← Back to context

Comment by throwawaylinux

4 years ago

> No, not without that. Even with that, you can't have durable writes; Not on a mac, or linux or anywhere else, if you are worried about fsync()/fcntl+F_FULLSYNC because they do nothing to protect against hardware failure: The only thing that does is shipping the data someplace else (and depending on the criticality of the data, possibly quite far).

"The sun might explode so nothing guarantees integrity", come on, get real. This is pointless nitpicking.

Of course fsync ensures durable writes on systems like Linux with drives that honor FUA. The reliability of the device and stack in question is implied in this and anybody who talks about data integrity understands that. This is how you can calculate and manage error rates of your system.

> "The sun might explode so nothing guarantees integrity", come on, get real. This is pointless nitpicking.

I think most people understand that there is a huge difference between the sun exploding and a single hardware failure.

If you really don't understand that, I have no idea what to say.

> Of course fsync ensures durable writes on systems like Linux with drives that honor FUA

No it does not. The drive can still fail after you write() and nobody will care how often you called fsync(). The only thing that can help is writing it more than once.

  • What is the difference in the context of your comment? The likelihood of the risk, and nothing else. So what is the exact magic amount of risk that makes one thing durable and another not, and who made you the arbiter of this?
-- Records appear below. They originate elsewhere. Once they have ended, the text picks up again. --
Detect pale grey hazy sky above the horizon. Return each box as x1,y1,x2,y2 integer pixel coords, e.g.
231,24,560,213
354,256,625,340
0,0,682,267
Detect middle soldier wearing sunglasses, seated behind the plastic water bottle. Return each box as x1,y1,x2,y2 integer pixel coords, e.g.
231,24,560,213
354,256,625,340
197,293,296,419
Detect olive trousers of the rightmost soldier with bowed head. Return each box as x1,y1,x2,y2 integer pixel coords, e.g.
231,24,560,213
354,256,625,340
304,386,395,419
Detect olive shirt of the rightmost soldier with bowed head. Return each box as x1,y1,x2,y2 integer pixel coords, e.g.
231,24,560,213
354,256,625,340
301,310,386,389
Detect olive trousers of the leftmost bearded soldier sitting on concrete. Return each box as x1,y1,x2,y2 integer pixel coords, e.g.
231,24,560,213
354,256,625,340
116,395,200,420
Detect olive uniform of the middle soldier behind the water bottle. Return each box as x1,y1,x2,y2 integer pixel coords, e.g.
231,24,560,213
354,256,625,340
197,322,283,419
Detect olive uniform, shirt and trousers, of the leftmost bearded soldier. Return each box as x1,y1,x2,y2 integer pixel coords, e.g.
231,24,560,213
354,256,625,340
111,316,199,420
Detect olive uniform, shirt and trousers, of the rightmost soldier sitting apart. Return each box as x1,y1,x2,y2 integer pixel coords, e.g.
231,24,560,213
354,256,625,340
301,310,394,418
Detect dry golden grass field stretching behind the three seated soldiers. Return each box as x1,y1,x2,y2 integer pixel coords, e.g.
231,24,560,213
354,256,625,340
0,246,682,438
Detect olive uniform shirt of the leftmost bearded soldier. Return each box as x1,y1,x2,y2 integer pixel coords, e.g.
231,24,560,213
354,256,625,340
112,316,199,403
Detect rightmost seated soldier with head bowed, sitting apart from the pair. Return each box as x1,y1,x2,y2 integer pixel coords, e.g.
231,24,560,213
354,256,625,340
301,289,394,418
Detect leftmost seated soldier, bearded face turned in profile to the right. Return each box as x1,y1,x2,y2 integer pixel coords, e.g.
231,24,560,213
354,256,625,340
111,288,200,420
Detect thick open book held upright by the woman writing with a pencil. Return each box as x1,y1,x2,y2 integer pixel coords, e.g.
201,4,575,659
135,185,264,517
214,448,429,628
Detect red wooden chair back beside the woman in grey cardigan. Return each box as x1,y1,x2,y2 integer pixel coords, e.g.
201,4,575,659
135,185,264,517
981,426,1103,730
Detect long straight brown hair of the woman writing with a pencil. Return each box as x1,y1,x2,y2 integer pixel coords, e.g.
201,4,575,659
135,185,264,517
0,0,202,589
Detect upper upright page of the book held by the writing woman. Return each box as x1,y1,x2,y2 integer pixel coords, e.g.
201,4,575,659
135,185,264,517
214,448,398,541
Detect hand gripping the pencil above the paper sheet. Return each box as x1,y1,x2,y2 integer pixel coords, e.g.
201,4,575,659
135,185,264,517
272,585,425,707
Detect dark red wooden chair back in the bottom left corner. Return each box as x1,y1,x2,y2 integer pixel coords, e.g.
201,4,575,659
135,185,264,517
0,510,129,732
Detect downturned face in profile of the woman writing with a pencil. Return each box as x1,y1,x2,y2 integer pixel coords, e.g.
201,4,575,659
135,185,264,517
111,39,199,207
    > No it does not. The drive can still fail after you write() and nobody will care how often you called fsync(). The only thing that can help is writing it more than once.
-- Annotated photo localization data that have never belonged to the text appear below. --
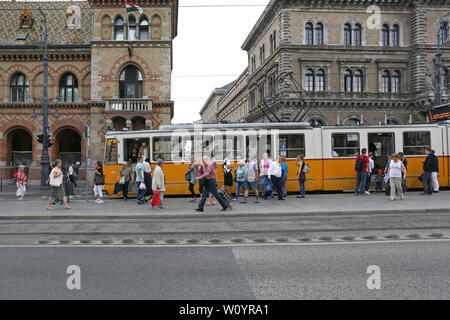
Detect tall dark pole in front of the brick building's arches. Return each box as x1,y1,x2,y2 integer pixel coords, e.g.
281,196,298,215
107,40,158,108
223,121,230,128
39,8,50,189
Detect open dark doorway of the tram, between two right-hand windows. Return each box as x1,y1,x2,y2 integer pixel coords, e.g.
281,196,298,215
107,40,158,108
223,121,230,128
368,133,395,170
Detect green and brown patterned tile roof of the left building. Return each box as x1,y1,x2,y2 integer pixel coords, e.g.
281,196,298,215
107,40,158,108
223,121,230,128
0,1,93,47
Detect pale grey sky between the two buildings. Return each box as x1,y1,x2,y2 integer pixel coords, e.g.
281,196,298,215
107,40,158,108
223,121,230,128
172,0,269,123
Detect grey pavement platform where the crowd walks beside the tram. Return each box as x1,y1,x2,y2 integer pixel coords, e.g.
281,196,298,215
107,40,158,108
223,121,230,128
0,191,450,220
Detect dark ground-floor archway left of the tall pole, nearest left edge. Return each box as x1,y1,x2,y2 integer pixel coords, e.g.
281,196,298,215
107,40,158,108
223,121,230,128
6,128,33,175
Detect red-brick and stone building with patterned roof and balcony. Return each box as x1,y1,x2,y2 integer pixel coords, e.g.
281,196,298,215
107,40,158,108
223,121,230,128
0,0,178,181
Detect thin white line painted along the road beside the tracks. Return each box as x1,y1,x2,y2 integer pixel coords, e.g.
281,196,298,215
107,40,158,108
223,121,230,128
0,239,450,248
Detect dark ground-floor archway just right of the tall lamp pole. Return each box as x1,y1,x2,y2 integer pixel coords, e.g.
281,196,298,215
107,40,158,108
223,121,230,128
56,128,81,168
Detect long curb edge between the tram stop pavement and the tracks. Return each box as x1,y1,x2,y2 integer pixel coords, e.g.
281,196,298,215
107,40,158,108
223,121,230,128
0,208,450,221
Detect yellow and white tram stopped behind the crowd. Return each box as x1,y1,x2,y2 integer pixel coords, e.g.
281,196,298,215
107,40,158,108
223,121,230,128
104,122,450,195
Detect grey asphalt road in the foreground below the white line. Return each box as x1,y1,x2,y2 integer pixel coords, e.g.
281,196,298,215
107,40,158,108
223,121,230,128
0,240,450,300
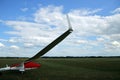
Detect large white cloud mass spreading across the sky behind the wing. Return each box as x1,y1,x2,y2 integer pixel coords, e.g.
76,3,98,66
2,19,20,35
1,5,120,56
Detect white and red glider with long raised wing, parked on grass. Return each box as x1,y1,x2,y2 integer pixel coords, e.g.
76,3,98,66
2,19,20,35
0,15,73,73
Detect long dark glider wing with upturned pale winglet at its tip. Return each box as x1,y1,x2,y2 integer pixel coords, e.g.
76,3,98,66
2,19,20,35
26,15,73,61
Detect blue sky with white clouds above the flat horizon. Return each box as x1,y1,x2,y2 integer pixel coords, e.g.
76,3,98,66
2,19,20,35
0,0,120,57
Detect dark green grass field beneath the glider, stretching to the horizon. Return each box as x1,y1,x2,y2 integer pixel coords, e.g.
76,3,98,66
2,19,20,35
0,58,120,80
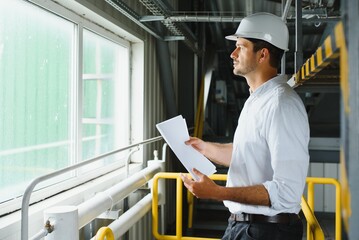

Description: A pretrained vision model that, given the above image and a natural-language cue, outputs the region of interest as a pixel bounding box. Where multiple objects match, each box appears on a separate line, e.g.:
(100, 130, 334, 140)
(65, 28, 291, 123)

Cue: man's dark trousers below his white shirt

(222, 218, 303, 240)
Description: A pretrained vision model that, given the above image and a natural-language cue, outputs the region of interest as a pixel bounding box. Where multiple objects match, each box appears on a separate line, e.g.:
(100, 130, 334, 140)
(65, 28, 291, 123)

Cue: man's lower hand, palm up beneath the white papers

(181, 168, 222, 200)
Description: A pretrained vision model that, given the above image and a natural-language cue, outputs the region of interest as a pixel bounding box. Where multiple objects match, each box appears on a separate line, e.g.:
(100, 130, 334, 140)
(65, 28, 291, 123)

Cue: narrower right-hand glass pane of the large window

(83, 30, 129, 163)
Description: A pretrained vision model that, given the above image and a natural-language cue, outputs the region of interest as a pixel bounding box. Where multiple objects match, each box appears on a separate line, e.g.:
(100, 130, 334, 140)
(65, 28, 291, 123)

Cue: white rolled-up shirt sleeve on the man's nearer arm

(263, 99, 309, 210)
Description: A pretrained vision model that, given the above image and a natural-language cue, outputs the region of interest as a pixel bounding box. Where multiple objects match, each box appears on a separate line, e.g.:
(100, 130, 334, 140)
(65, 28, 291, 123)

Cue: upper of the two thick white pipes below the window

(78, 164, 161, 228)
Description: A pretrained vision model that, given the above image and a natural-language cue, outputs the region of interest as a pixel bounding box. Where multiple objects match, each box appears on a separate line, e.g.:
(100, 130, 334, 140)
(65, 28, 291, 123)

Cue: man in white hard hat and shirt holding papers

(182, 13, 309, 240)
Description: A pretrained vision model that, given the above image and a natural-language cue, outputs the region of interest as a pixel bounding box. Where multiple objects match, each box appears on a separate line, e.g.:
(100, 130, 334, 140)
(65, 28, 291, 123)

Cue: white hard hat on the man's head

(226, 13, 289, 51)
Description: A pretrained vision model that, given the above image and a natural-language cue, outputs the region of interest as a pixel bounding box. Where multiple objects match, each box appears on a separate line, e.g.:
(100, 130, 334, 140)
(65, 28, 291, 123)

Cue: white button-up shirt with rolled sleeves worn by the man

(224, 76, 310, 216)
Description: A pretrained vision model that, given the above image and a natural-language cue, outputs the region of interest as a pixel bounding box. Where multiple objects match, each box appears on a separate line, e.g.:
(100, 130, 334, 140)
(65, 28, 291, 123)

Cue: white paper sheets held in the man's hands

    It does to anybody who actually understands these definitions. It is durable according to the design (i.e., UBER rates) of your system. That's what it means, that's always what it meant. If you really don't understand that, I have no idea what to say.

    > The only thing that can help is writing it more than once.
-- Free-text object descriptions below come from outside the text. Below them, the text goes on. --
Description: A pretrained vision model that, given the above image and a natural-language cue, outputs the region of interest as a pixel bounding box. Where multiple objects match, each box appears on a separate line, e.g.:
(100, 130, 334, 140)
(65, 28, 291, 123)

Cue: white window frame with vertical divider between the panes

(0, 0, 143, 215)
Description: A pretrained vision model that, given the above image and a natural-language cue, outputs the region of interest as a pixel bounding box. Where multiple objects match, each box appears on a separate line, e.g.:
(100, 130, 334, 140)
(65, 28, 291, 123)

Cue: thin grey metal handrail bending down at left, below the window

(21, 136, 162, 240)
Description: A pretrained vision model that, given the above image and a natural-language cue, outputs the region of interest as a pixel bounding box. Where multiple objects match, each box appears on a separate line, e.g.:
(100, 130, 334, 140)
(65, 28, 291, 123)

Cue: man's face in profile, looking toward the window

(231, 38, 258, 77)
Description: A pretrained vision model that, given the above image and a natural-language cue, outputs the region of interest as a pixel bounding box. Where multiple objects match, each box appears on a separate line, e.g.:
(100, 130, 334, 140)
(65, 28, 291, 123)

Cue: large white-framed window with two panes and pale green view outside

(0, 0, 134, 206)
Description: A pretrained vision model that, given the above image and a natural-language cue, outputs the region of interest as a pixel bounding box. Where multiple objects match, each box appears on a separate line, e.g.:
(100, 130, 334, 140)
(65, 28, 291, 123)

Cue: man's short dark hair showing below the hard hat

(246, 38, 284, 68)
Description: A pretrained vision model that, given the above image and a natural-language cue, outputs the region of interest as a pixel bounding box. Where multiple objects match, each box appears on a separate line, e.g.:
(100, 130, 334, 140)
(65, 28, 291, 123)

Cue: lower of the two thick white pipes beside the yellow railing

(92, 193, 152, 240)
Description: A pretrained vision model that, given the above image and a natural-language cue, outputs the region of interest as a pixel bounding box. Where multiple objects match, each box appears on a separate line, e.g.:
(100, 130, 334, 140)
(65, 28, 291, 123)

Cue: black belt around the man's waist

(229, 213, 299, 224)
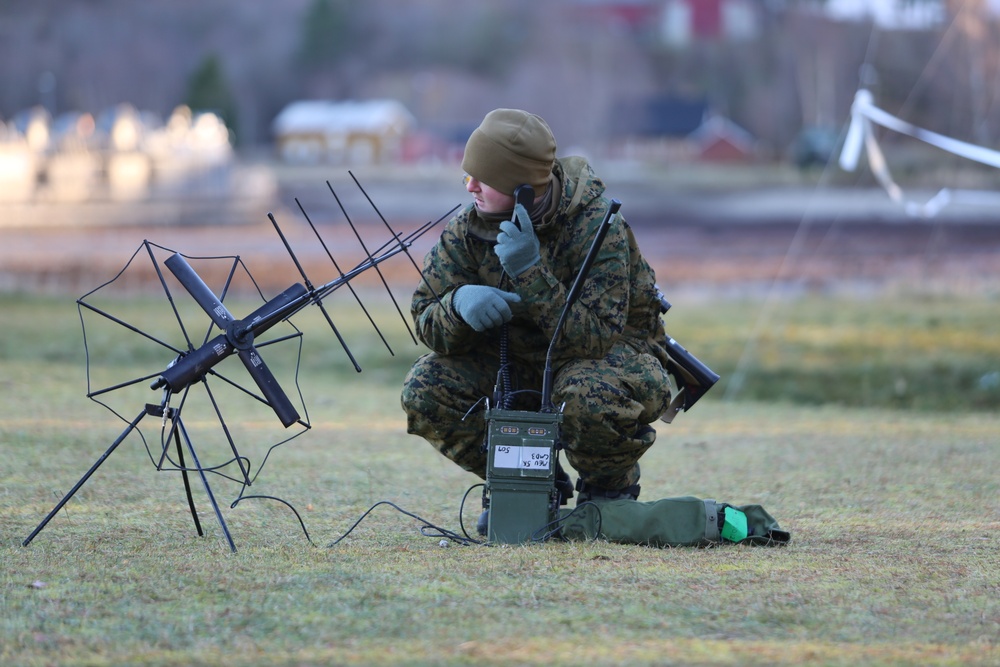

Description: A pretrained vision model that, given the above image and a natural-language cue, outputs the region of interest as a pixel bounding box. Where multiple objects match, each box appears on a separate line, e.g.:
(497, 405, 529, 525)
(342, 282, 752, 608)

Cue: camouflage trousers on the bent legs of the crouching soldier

(401, 342, 670, 490)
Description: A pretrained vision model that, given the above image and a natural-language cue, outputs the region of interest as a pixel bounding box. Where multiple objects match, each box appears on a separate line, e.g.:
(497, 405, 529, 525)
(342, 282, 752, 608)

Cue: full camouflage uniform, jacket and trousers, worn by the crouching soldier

(402, 157, 670, 490)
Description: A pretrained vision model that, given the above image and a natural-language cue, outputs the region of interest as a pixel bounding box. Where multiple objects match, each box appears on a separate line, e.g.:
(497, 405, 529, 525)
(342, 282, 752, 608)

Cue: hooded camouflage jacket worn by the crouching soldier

(411, 157, 667, 367)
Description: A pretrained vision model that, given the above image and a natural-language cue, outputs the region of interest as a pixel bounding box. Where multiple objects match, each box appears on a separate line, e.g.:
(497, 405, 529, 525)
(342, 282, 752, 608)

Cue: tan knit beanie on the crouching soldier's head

(462, 109, 556, 196)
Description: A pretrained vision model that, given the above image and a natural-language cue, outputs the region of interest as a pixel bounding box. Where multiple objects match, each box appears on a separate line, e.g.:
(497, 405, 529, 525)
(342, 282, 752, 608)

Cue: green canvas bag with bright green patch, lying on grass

(559, 496, 791, 548)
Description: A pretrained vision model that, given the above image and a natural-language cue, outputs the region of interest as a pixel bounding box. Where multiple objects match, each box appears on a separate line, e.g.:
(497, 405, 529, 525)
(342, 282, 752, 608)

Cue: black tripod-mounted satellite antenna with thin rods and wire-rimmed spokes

(22, 174, 459, 551)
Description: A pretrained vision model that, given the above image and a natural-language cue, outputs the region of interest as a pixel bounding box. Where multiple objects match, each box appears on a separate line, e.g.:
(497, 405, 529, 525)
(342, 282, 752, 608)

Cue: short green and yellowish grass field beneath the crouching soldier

(0, 296, 1000, 665)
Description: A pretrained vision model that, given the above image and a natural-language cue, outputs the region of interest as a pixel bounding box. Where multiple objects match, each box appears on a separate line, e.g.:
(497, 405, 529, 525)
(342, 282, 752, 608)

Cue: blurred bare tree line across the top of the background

(0, 0, 1000, 157)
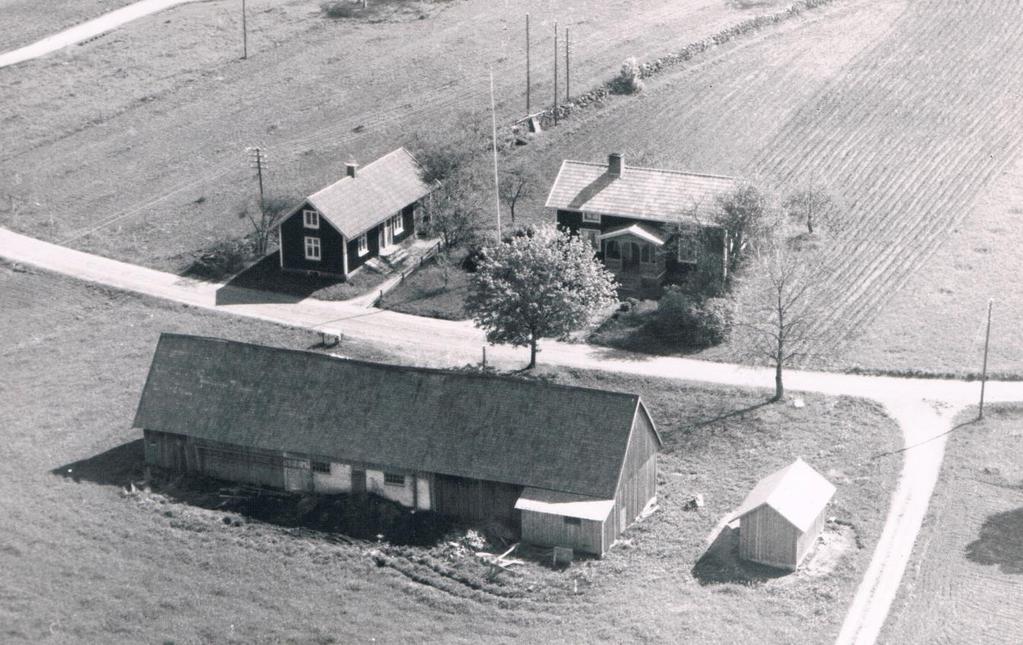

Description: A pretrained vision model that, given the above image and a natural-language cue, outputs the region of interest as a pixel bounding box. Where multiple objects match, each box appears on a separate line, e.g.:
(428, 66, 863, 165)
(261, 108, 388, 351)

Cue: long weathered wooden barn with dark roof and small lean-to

(134, 334, 661, 555)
    This just shows a fundamental misunderstanding. You achieve a desired uncorrected error rate by looking at the risks and designing parts and redundancy and error correction appropriately. The reliability of one drive/system might be greater than two less reliable ones, so "writing it more than once" is not only not the only thing that can help, it doesn't necessarily achieve the required durability.

    • > What is the difference in the context of your comment? The likelihood of the risk, and nothing else. So what is the exact magic amount of risk that makes one thing durable and another not, and who made you the arbiter of this?

      What's the difference between the sun exploding and a single machine failing?

      I have no idea how to answer that. Maybe it's because many people have seen a single machine fail, but nobody has seen the sun explode? I guess I've never had a need to give it more thought than that.

      > It does to anybody who actually understands these definitions. It is durable according to the design (i.e., UBER rates) of your system.

      You are wrong about that: Nobody cares if something is "designed to be durable according to the definition in the design". That's just more weasel words. They care what are the risks, how you actually protect against them, and what it costs to do. That's it.

      1 reply →

    • There is a point at which a redundant array of inexpensive and unreliable replicas is more durable than a single drive. Even N in-memory databases spread across the world is more durable than a single one with fsync.

      Unfortunately few databases besides maybe blockchains have been engineered with that in mind.

      1 reply →

  • Say you have mirrored devices. Or RAID-5, whatever. Say the devices don't lie about flushing caches. And you fsync(), and then power fails, and on the way back up you find data loss or worse, data corruption. The devices didn't fail. The OS did.

    One need not even assume no device failure, since that's the point of RAID: to make up for some not-insignificant device failure rate. We need only assume that not too many devices fail at the same time. A pretty reasonable assumption. One relied upon all over the world, across many data centers.

  • This is not about hardware failure but OS crashes and bugs that much more frequent.

    • If the OS has bugs that will make it crash, what makes you think those bugs aren’t going to affect fsync()?